But if typing on my iPad were as easy as it is on a chiclet-type keyboard -
just a step or two down from my laptop keyboard - then suddenly things would
equalize a bit. And what is for many people _the_ major barrier to using a
touch device exclusively would disappear.

------
ajani
What is really exciting about this is that it could potentially be used as an
ad hoc surface generator. A basic idea would be to have physical keys on the
variety of piano apps available for iOS. An extreme example would be having
terrain pop up of the screen in games like "the bard's tale", providing
tactile knowledge of the game levels.

There isn't much information on the actual implementation on the website, but
if you could make the surface depress-able or not depending on the context
requirement, then the variety of applications is endless: Think of the blind,
being able to use tablets to read with Braille(non depress-able), or the piano
idea from above( depress-able).

------
Steko
Reminded me of this recent item:

[http://www.patentlyapple.com/patently-apple/2012/05/apple-
re...](http://www.patentlyapple.com/patently-apple/2012/05/apple-reveals-
wildly-intelligent-multi-tiered-haptics-system.html)

------
bking
It is funny to see this because a few years ago in college I mused with the
idea of using bubbles for buttons on screens and drew up some plans I had. I
didn't have the tech or the time to bring it about, but I am glad someone else
has. The issues I came up with was how to build a small pneumatic motor that
would fit in a device, not make much noise, work quick, and not drain all the
power fast. I hope they can do it becasue tactile feedback would be nice. =)

------
aangjie
Am I the only one thinking Heart of Gold(Hitchhiker's guide to the galaxiy)??
P.S: I couldn't really reach the page. just the description evokes that memory

------
waxjar
This would be handy to adjust the volume or pause the currently playing track
on your smartphone. It always kinda annoyed me that I had to take it out of my
pocket to do that.

It's a cool technology, but i think it won't be more useful or productive than
a regular touch screen. How are you gonna swipe on a bumpy touch screen?

------
altrego99
I have been thinking about this for a while - great to see someone company is
actually taking initiative to really build this! I think this will definitely
help to bridge the gap between buttoned and touch phones - will tremendously
improve your keyboard accuracy on a phone if nothing else.

------
ch0wn
A lot of the sub pages don't seem to have <title> elements. That seems like an
odd oversight.

------
samirahmed
Microsoft - a company that is making such a big push with touch in Windows 8
should be the most interested in this company.

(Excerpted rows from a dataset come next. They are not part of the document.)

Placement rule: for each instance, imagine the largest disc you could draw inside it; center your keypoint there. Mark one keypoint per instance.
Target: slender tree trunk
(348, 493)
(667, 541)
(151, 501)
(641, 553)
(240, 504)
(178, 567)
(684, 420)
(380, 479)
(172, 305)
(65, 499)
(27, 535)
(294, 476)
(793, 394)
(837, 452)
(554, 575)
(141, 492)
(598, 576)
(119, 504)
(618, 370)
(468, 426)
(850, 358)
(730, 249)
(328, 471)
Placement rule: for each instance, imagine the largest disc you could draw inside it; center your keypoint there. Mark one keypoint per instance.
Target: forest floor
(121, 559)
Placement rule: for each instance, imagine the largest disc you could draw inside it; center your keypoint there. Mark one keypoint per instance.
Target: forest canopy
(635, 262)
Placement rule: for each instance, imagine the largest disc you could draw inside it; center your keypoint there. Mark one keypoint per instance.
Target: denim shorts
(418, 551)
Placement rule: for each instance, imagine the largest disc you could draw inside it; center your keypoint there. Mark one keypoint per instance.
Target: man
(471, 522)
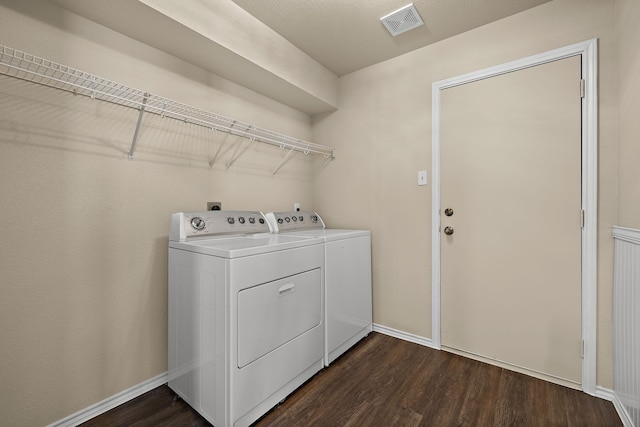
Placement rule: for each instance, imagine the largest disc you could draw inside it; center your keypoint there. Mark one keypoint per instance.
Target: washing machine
(347, 274)
(246, 324)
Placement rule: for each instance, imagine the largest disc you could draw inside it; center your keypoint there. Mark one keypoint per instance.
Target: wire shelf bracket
(38, 70)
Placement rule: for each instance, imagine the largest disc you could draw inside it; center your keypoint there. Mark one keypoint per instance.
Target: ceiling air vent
(402, 20)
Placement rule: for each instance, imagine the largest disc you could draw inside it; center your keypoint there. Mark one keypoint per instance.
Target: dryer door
(274, 313)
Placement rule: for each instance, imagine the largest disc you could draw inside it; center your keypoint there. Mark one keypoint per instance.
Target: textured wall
(83, 265)
(628, 31)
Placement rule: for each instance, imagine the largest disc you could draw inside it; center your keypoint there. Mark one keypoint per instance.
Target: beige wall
(382, 133)
(83, 303)
(628, 32)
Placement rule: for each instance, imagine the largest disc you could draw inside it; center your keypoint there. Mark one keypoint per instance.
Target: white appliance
(347, 275)
(245, 313)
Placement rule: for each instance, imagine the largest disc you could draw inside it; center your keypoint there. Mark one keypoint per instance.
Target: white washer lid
(240, 246)
(328, 234)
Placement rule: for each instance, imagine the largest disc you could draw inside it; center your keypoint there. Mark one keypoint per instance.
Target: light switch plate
(422, 177)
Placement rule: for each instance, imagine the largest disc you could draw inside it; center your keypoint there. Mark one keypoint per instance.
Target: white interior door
(511, 175)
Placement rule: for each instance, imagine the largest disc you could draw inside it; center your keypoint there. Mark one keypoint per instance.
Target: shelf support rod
(285, 160)
(238, 153)
(135, 134)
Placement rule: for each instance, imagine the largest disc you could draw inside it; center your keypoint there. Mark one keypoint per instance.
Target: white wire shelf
(29, 67)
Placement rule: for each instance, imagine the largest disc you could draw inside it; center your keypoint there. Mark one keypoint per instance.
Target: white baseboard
(111, 402)
(402, 335)
(145, 386)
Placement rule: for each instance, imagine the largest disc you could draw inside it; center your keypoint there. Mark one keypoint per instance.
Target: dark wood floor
(384, 381)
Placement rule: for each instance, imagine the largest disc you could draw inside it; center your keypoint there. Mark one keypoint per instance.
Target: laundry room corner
(84, 275)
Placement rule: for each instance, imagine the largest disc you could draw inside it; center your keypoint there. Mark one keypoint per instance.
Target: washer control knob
(197, 223)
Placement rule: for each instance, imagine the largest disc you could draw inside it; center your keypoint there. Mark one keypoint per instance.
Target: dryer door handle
(286, 289)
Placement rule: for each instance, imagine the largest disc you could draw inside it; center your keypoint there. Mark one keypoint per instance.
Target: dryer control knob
(197, 223)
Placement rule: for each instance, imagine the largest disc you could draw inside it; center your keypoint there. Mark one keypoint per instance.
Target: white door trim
(588, 50)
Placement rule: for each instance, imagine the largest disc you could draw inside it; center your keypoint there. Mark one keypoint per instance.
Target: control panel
(185, 225)
(294, 220)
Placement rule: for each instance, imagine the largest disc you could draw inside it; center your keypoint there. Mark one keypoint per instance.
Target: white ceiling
(347, 35)
(291, 51)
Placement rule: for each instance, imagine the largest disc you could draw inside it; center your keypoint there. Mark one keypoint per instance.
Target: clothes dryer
(246, 311)
(348, 296)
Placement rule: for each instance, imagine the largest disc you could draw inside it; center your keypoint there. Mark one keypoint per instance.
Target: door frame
(589, 126)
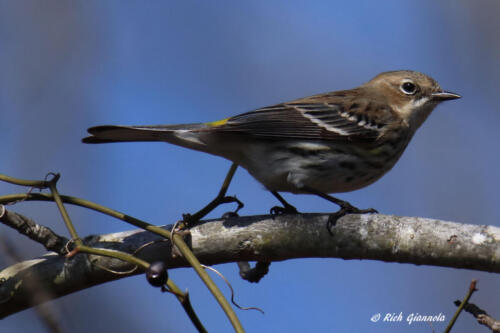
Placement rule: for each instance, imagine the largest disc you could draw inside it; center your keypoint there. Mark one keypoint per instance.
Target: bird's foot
(287, 209)
(190, 219)
(345, 209)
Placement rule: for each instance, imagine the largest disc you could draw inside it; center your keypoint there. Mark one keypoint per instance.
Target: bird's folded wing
(312, 121)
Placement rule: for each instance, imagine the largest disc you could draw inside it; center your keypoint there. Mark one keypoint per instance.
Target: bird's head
(412, 95)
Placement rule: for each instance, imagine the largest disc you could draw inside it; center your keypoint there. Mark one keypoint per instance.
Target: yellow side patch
(217, 122)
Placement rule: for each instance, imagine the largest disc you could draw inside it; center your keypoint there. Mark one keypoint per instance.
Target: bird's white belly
(321, 167)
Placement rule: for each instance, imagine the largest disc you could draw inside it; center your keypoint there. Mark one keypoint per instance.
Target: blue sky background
(66, 66)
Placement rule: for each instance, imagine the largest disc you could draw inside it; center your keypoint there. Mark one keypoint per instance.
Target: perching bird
(334, 142)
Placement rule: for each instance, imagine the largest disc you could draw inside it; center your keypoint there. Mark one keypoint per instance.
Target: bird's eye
(409, 88)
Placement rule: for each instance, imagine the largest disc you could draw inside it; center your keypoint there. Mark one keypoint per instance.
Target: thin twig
(177, 240)
(472, 289)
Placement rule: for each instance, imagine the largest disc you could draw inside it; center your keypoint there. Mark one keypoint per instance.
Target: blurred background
(69, 65)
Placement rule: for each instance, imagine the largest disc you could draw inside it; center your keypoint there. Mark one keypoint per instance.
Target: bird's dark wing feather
(308, 119)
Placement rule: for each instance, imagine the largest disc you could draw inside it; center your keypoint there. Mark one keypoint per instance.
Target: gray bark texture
(414, 240)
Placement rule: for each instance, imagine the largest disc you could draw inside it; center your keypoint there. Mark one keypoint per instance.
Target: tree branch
(263, 238)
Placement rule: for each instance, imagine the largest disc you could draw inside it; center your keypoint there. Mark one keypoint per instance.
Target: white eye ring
(408, 87)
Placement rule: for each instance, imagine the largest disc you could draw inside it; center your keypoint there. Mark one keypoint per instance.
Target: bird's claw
(345, 209)
(278, 210)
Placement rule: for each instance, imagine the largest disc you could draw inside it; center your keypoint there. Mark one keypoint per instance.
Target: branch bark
(414, 240)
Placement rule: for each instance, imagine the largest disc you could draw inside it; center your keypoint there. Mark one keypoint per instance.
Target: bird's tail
(182, 135)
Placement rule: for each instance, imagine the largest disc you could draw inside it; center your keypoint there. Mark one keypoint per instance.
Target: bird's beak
(444, 96)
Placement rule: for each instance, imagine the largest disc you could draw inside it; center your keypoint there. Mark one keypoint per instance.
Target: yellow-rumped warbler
(328, 143)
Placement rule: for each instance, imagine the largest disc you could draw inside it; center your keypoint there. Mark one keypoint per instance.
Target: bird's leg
(220, 199)
(345, 207)
(286, 209)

Tactile touch has the ability to transform tablets from casual and convenience
devices to the next generation of computers and MS is already betting on
touch.

------
orblivion
Man, I knew this was coming. I just thought it would be like 5 years from now.

------
protolif
The website appears to be down. Who uses Yahoo for hosting?

------
rtrocc
It kills me how they synced the beats of the intro music to the "morphing" of
the buttons...

------
jachwe
why is everybody ranting on this nice technology and ignores the fact that the
sites image and css ressources aren't loading?!